OSAGE COPPERHEAD


Scientific name: Agkistrodon contortrix phaeogaster

Size

The average size of a mature Osage Copperhead is 2-3 feet in length.

Description

The Copperhead gets it name from the copper-red color of the top of its head, similar to the color of a penny. The body of the Osage Copperhead is generally a light tan to reddish-tan, with dark brown to reddish-brown bands. These bands are hourglass shaped, being thinner across the spine and wider on the sides of the snake. The inside of the hourglass pattern is usually lighter on the sides of the body. Sometimes the bands of the Osage Copperhead are outlined in white. There are no spotted marks between the bands on the Osage Copperhead.

Young Osage Copperheads are patterned like mature Osage Copperheads, but are often grayer in color, and the tip of the tail on young Osage Copperheads is a greenish-yellow. The greenish-yellow tail is used to attract food. It is wiggled in a motion imitating a worm or caterpillar, which attract frogs, lizards, or other prey that the young Osage Copperhead eats.
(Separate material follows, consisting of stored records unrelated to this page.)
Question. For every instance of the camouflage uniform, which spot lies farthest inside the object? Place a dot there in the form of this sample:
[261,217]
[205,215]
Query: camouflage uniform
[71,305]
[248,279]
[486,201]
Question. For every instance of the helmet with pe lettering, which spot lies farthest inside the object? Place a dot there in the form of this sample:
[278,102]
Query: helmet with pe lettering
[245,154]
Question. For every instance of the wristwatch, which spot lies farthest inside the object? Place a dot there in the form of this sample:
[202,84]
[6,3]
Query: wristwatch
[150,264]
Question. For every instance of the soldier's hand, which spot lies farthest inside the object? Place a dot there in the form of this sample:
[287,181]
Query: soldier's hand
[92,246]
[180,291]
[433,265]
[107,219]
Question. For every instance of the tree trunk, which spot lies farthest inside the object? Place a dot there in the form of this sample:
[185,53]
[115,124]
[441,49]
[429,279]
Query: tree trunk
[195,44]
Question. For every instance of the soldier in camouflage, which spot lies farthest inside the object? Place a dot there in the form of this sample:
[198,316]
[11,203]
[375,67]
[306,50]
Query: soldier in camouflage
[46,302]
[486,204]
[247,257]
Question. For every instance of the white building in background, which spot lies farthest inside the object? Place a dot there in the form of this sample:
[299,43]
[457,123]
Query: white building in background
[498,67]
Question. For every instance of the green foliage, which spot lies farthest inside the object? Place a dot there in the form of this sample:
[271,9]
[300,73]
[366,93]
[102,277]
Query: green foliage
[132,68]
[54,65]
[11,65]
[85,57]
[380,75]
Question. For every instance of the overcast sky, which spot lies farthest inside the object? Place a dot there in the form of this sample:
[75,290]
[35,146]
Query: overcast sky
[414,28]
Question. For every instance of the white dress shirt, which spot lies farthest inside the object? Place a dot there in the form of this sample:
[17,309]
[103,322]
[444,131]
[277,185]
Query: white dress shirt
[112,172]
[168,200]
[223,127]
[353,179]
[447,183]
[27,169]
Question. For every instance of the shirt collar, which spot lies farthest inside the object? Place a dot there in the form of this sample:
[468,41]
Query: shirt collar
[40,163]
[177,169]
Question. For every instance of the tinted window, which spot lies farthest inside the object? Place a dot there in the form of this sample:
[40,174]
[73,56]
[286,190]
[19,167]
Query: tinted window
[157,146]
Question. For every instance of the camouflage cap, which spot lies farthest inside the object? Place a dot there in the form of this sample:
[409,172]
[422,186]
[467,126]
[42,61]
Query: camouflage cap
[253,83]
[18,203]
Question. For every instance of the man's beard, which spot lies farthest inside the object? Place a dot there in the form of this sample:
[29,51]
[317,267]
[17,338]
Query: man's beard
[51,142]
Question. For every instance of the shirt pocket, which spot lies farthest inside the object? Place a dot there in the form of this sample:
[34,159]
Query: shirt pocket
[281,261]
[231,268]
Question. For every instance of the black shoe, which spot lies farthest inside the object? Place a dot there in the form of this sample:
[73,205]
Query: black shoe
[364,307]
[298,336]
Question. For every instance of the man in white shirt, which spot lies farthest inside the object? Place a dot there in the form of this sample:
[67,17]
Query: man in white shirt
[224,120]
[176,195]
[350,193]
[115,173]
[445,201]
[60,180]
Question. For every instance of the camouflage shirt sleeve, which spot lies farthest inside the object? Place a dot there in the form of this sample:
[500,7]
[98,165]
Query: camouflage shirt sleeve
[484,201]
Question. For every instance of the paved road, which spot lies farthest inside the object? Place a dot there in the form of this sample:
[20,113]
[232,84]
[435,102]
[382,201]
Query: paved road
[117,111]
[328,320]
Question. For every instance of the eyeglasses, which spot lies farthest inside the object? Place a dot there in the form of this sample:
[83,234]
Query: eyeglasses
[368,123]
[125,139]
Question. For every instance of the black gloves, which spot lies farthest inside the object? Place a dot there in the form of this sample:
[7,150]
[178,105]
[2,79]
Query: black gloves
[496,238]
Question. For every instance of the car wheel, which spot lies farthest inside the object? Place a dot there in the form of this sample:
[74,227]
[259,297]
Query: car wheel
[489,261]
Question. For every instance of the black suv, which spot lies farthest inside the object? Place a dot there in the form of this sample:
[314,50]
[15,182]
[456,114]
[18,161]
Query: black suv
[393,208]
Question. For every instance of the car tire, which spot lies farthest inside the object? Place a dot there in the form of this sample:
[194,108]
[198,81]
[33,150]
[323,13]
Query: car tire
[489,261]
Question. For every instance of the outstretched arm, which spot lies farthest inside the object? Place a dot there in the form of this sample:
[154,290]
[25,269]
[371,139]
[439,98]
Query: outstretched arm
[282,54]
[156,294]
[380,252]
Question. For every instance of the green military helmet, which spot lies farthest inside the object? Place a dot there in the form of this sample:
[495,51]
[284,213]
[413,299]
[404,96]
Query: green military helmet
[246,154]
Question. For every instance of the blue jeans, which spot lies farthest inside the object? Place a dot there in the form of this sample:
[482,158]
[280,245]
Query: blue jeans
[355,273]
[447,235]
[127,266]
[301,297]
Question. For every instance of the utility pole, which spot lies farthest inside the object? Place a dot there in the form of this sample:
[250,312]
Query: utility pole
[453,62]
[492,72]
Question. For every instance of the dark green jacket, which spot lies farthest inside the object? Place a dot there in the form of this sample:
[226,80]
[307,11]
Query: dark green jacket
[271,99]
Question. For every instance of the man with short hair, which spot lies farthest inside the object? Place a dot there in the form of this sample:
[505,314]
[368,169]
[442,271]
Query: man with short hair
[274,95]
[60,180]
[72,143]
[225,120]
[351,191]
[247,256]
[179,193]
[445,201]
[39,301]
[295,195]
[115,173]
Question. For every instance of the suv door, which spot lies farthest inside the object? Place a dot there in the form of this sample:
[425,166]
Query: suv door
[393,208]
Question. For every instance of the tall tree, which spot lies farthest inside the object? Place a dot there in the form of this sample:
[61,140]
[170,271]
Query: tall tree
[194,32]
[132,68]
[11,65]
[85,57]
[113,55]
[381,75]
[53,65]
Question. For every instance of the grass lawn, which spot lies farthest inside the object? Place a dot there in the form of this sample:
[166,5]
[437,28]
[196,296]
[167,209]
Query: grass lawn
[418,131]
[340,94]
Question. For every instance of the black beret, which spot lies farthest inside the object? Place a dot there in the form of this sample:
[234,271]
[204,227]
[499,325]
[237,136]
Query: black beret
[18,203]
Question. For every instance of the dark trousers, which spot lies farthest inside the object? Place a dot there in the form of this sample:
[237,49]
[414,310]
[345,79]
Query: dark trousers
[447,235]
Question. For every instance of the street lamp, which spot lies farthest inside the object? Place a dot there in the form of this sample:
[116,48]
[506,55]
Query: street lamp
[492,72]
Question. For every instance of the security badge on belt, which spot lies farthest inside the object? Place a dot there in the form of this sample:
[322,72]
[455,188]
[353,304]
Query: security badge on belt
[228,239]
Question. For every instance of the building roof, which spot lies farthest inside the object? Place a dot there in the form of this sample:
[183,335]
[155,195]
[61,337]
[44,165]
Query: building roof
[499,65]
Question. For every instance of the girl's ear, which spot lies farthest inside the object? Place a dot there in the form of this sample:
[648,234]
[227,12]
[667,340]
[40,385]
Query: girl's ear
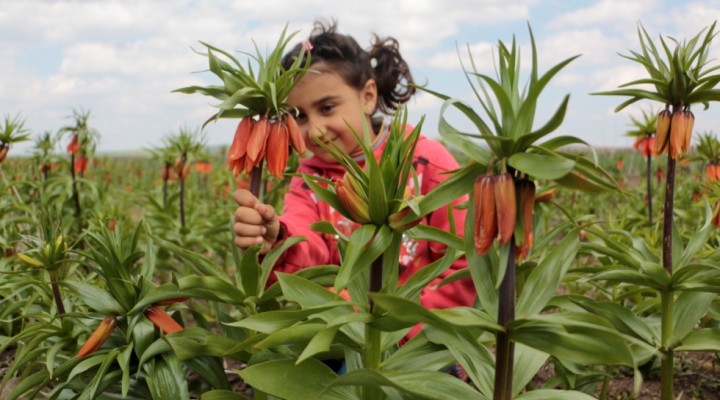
[368,97]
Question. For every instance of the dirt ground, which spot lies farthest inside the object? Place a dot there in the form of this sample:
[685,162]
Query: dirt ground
[697,377]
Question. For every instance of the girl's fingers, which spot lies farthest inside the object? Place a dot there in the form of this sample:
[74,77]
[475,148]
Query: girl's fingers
[247,230]
[244,198]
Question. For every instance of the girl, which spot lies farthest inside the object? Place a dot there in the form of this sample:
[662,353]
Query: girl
[345,85]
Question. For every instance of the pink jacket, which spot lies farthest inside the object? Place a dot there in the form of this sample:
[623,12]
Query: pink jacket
[302,208]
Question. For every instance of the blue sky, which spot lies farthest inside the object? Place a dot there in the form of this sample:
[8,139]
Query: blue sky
[121,59]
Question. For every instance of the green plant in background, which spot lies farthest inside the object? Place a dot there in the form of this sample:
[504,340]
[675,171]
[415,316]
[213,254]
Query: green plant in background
[43,154]
[679,77]
[12,131]
[184,146]
[83,142]
[644,133]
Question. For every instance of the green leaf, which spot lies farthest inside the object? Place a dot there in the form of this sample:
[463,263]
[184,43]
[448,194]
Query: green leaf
[166,380]
[544,394]
[271,321]
[284,379]
[447,319]
[95,298]
[418,384]
[623,319]
[704,339]
[197,342]
[544,279]
[300,333]
[541,166]
[366,244]
[573,338]
[222,395]
[688,308]
[211,288]
[320,343]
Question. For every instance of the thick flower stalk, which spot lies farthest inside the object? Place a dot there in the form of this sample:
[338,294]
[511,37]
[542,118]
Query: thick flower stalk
[515,155]
[679,77]
[258,97]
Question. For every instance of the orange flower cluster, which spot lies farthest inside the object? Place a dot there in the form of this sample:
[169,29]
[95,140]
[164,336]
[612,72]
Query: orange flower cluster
[74,145]
[203,167]
[271,138]
[80,164]
[167,173]
[182,169]
[496,200]
[716,215]
[162,320]
[646,145]
[674,132]
[96,340]
[712,172]
[4,148]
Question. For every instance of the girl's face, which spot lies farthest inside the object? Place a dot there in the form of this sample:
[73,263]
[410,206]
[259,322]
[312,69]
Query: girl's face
[327,105]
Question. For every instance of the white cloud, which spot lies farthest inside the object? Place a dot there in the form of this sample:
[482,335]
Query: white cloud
[614,12]
[121,59]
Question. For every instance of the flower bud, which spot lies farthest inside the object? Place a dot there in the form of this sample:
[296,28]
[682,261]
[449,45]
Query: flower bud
[31,260]
[505,206]
[485,218]
[277,149]
[711,172]
[677,133]
[662,130]
[395,220]
[526,202]
[689,123]
[353,199]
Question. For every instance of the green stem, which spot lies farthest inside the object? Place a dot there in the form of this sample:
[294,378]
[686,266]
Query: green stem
[76,194]
[666,296]
[505,348]
[666,329]
[256,180]
[182,191]
[606,384]
[668,215]
[649,187]
[56,293]
[373,342]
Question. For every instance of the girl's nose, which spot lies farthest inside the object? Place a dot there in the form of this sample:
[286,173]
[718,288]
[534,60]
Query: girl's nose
[311,129]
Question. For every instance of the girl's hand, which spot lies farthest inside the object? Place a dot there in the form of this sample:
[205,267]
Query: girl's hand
[255,222]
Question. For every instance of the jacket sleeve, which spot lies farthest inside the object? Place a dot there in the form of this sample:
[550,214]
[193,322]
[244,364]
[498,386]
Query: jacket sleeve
[300,210]
[460,292]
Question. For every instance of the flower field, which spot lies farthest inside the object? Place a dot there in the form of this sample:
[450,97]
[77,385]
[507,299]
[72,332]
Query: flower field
[596,270]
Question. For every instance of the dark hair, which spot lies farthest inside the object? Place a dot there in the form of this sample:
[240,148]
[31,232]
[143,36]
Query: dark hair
[382,62]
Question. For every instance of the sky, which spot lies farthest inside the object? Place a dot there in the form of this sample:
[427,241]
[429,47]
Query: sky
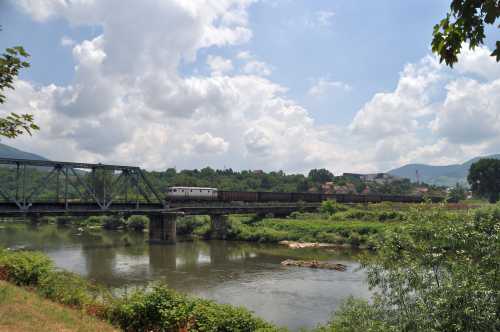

The Osage Copperhead has elliptical pupils that look like cat's eyes and like all pit vipers, has a heat-sensing pit between the nostril and eye on each side of its head. The Osage Copperhead has a large, triangular head that is wider than the neck when viewed from above. The head of the Osage Copperhead has no distinctive markings.

Distribution

In the United States, the Osage Copperhead is found in Illinois, Iowa, Kansas, Missouri, Nebraska, and Oklahoma.
Map of US states the Osage Copperhead is found in.
Map does not show area of true distribution, only the states in which there is a population.
Actual distribution in any highlighted state may be limited.

Notes

When the Osage Copperhead is disturbed or feels threatened, it will often coil up its body, and raise its head at a 45-degree angle from the ground in a defensive posture. It will often vibrate its tail when disturbed as well.

The Osage Copperhead is born with the ability to bite and inject venom, and is fully capable of inflicting a venomous bite from birth.

Osage Copperhead
Photo used by permission:
© 2004 Mike Pingleton

Osage Copperhead
Photo used by permission:
© 2004 Mike Pingleton

For more information on venomous snakes, please see the Venomous Links page.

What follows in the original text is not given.